Posdata: He caminado, mucho. Camino por el simple placer de hacerlo. A veces salgo de mi casa sin una ruta previa. Voy al parque central, camino con cuidado, porque ahora las banquetas están cubiertas de lajas resbalosísimas. Camino con sumo cuidado. Ya no puedo caminar con el caminar atrabancado de los jóvenes. Bajo por la “bajada” de Guadalupe, siento el viento que viene de la Ciénega, miro el árbol jacarandoso lleno de morados, aspiro el aroma que vuela de las florerías, doblo a la izquierda y, a la mitad de la calle, encuentro la peluquería de mi maestro Armando Aguilar, peluquero que me cortó el cabello desde niño. Salgo sin ruta previa, sólo la que dicta el corazón. De hoy en adelante haré la misma ruta, pero ya no entraré a la peluquería de mi maestro Armando, porque mi mamá me dijo que la otra tarde escuchó que las campanas del templo de Guadalupe tocaron a muerto. Dejó de lavar los trastes, levantó la cara y oyó. Dejó que el tañido se deshiciera. Pensó que esas campanas anunciaban la muerte de alguien. Al otro día se enteró que era misa en honor al maestro peluquero. “Si lo hubiera sabido habría ido a misa”, dijo mi mamá.
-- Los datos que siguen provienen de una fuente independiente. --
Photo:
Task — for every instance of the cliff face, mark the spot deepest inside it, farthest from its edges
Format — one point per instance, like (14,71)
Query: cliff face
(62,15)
Si algo me causa ansiedad es ir a cortarme el cabello, me enerva sentarme frente a espejos que reflejan mi imagen, tener que decir algo con el hombre (o la mujer) que me corta el cabello. Un día te conté, mi niña, que tal ansiedad se diluía cuando hallaba a mi maestro Armando en su peluquería. Ahí él era quien hablaba, él quien me contaba cómo era mi casa, cómo era yo de niño y cómo él y mi papá fueron amigos.
Ahora caminaré, como siempre lo he hecho, sin ruta preestablecida, pero cuando pase por la casa de mi maestro extrañaré su presencia. Desde acá mando un abrazo respetuoso a toda su familia. Permitan que les diga que don Armando fue un hombre trabajador, un buen hombre.